Un engagement militaire des Etats-Unis en Syrie serait "une erreur" (Robert Gates)

12/05/2013 12:05 EDT | Actualisé 12/07/2013 05:12 EDT

Un engagement militaire des Etats-Unis en Syrie serait "une erreur" car son issue est imprévisible, a estimé dimanche l'ancien secrétaire américain à la Défense Robert Gates.

Dans un entretien à la chaîne CBS, M. Gates a aussi affirmé qu'il ne voyait pas de "bons résultats" sortir des discussions sur le programme nucléaire controversé de l'Iran, et qu'un retrait complet des Américains d'Afghanistan serait une "erreur désastreuse".

"J'ai pensé que c'était une erreur (d'intervenir) en Libye, et je pense que c'est une erreur (d'intervenir) en Syrie, même si si nous étions intervenus de manière plus significative il y a un an ou six mois. Nous surestimons notre capacité à en prévoir l'issue", a estimé M. Gates.

"La prudence, notamment en ce qui concerne l'armement de ces groupes et l'engagement militaire américain, est la règle", a-t-il affirmé.

"Si quelqu'un dit +ça va être propre, ça va être net, on peut établir des zones de sécurité et ce sera juste super+ Eh bien, la plupart des guerres ne se passent pas comme ça", a-t-il souligné.

Des élus ont pressé le président Barack Obama, qui cherche à construire un nouvel élan diplomatique pour résoudre le conflit, dans un effort conjoint avec la Russie, d'adopter une ligne plus dure contre le régime du président Bachar al-Assad, en autorisant la livraison d'armes aux rebelles ou en instaurant une zone d'exclusion aérienne.

M. Gates, qui a travaillé pour l'ancien président George W. Bush et pour l'actuel président, était secrétaire à la Défense en 2011 quand Washington a rejoint l'opération aérienne de l'Otan en Libye qui a aidé les rebelles à renverser le dirigeant libyen Mouammar Khadafi.

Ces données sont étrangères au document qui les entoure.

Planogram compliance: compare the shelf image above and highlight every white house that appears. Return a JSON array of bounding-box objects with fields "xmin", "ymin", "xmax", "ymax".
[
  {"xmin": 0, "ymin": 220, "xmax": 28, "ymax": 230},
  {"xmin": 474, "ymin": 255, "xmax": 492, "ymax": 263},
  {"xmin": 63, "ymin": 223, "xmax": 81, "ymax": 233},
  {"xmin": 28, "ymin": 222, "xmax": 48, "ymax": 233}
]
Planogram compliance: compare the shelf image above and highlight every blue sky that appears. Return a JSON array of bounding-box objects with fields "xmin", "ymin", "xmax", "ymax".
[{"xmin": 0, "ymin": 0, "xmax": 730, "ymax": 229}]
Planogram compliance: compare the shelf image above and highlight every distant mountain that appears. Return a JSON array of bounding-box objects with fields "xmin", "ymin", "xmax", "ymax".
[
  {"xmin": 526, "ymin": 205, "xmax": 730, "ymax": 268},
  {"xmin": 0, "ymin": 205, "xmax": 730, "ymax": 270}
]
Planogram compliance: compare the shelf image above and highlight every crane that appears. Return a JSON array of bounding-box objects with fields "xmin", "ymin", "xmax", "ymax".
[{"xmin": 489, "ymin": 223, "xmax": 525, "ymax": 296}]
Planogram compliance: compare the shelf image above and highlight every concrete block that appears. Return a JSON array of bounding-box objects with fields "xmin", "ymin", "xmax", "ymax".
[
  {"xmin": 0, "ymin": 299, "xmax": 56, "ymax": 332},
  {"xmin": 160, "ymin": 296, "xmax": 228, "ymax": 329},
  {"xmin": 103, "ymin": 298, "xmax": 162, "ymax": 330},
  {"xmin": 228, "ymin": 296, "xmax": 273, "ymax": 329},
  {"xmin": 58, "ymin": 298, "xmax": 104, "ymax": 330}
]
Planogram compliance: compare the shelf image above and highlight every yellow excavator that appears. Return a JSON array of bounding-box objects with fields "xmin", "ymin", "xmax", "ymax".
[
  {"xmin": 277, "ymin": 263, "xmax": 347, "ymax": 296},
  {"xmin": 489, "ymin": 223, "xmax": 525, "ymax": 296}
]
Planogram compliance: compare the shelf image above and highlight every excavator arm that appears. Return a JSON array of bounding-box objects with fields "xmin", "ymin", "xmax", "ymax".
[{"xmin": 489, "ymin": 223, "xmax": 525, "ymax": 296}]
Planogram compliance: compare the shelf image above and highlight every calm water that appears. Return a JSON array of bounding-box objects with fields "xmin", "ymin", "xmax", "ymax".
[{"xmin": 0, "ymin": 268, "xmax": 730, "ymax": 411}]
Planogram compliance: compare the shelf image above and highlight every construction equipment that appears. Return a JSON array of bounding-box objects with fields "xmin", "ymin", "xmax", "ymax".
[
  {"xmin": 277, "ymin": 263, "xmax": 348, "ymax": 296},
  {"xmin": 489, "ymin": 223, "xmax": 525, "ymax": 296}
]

Sur l'Iran, le mieux que Washington puisse espérer est que les sanctions atteignent suffisamment le régime pour que ce dernier change d'avis, selon M. Gates. "Il n'y a pas vraiment de bons résultats, à moins que les sanctions commencent finalement à atteindre suffisamment (le régime) pour qu'il considère que sa propre survie est en jeu".

Quant à l'Afghanistan, l'ancien officier du renseignement américain, qui a contribué à superviser l'aide américaine aux rebelles afghans contre l'Union soviétique dans les années 1980, a estimé qu'une force américaine résiduelle devrait rester dans le pays après le départ des Etats-Unis en 2014.

"Quitter l'Afghanistan tel quel en 2014 et l'abandonner comme l'ont fait les soviétiques serait une erreur désastreuse", selon lui.